Pontini
Dire basta, in realtà non basta affatto. Scendere in piazza e urlare tutta l’indignazione che si ha in corpo, nemmeno. Gridare che non si può morire di lavoro, di per sé non aiuterà Gerardo, Vincenzo, Carmelo, Davide, Franco a non morire un’altra volta. Moriranno di nuovo se una voce per salvarsi la vita non ce l’hanno. Una voce per affermare che c’ è un problema di sicurezza nel luogo dove lavorano e quindi occorre fermarsi prima.
Morti a Firenze, per di più, una città che da sempre dovrebbe evocare diritti. E morti di una morte orribile che non si racconta per non far diventare anche la tragedia di un lavoratore uno show mediatico per sensibilità sbilenche. Ma chi vuole può almeno immaginarsi cosa accade a un miliardo di gradi nella fireball, come la chiamano gli esplosivisti e perché ci sia stato bisogno del riconoscimento con il dna dei familiari. E’ questo il perimetro del dramma andato in scena lunedì mattina in via Erbosa a Calenzano, deposito Eni, dove i camionisti si approvvigionano ogni giorno, e più volte al giorno, per non lasciare a secco intere città.
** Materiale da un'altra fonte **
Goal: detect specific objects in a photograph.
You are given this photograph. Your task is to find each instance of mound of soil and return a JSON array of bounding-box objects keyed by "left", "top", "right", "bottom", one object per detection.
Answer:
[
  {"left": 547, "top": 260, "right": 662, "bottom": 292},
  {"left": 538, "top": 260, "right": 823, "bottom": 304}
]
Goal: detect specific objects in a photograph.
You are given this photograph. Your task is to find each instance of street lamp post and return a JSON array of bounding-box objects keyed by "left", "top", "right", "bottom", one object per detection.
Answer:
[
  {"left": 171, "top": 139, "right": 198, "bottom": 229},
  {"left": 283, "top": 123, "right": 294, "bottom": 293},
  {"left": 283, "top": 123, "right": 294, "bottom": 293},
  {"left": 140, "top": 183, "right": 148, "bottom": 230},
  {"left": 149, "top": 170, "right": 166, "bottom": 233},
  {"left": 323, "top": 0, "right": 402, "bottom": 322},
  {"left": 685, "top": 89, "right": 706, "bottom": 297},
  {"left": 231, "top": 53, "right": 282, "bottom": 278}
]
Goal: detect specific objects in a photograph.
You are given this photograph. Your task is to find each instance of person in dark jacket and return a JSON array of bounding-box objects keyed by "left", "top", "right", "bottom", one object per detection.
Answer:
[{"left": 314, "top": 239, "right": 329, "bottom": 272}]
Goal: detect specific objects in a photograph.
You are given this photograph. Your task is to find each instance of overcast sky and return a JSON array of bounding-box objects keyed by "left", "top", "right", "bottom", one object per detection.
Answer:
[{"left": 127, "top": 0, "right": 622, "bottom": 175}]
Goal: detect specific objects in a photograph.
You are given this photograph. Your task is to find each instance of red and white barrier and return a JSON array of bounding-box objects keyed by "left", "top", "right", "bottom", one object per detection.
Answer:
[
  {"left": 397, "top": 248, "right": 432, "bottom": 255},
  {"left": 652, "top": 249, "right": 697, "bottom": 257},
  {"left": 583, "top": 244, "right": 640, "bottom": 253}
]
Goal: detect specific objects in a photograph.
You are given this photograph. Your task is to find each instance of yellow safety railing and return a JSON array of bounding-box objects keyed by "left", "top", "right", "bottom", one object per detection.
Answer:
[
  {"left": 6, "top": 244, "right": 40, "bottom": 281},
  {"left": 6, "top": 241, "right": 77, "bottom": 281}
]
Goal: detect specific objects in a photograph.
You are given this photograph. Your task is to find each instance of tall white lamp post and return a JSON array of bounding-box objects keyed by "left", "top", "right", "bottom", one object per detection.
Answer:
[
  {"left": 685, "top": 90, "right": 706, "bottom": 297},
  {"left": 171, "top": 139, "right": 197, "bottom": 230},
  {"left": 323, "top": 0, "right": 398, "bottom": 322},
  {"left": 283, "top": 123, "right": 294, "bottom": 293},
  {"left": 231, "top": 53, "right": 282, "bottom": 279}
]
Lo fanno da soli, senza alcun controllore dell’impianto, che potrebbe almeno accorgersi e intervenire se qualche manovra si sta compiendo in maniera sbagliata o insicura, con quella prassi che diventa a volte deleteria. L’assuefazione a un rischio che improvvisamente si declina in morte. Una strage che poteva addirittura avere conseguenze peggiori, ricordiamolo. Possibile che in un’epoca nella quale si parla troppo, si scrive troppo ma sui social, si posta troppo, e si legge poco (comprese denunce e regolamenti), i rischi per la vita dei lavoratori in realtà possano restare muti?
Possibile che il pericolo scaturito dal fatto di caricare carburante mentre sono in corso lavori di manutenzione - almeno stando alla direzione imboccata dalle indagini - non fosse arrivato a chi avrebbe potuto cambiare il corso degli eventi? Non solo quel lunedì, ma sempre.